Wednesday, April 4, 2012

The central Republicon lie about "Big Government"

Obama has at long last given an in-depth rebuttal of the Republican economic plans, and defense of his own, in his speech before American Society of Newspaper Editors (ASNE). The transcript is here.

A key fact that Obama notes is that is that discretionary federal government spending is the smallest percentage it has been since Eisenhower. As Krugman has put it, our government now is basically "an insurance company with an army." The insurance aspects, such as social security, medicaid and medicare are huge, but they are transfer payments. When the government gives you a social security check, they don't tell you how to spend it. In spending health care dollars you also have a choice of provider. That's why the specter of 'big government controlling your life' is such a lie: the 'big' part of the government is transfer payments, including for health care. They are not programs run by the government.

The "Republi-con," as I call it, misrepresents transfer payments as government control of your life, and then advocates ripping holes in the safety net so the rich can get more money.

The key issue as far as the deficit long term is, as Ezra Klein has said: health care, health care, health care.

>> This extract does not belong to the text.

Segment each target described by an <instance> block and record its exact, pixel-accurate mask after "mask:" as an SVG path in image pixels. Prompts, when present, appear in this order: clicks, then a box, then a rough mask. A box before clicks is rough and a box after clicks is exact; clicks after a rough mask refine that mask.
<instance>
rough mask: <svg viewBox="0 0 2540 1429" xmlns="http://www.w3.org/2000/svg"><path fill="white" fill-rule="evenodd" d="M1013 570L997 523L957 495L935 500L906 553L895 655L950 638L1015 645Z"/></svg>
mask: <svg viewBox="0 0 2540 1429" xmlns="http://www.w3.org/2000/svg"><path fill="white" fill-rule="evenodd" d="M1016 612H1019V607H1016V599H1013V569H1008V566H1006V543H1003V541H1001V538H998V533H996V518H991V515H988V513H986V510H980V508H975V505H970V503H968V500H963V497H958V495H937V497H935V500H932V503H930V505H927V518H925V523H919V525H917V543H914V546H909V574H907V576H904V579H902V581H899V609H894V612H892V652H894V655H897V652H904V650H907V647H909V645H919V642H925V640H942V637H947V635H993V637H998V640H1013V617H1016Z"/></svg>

And the only way to get costs under control is more government intervention in the health care market to keep costs down and increase efficiencies. That's because, as Nobel-prize winning economist Kenneth Arrow argued long ago, health care has all the qualities that makes it *not* work for all as a free market, such a lack of information and time to make decisions, and lack of alternative goods. The alternative to health care is sickness or dying. Only government subsidies will enable the poor to get health care, and only government power of bargaining and of regulation can bring down costs.

It is clear that Obama "gets it" as far as the need for government investment in public goods for future growth of our economy. That is very good news, if he makes it a centerpiece of his campaign.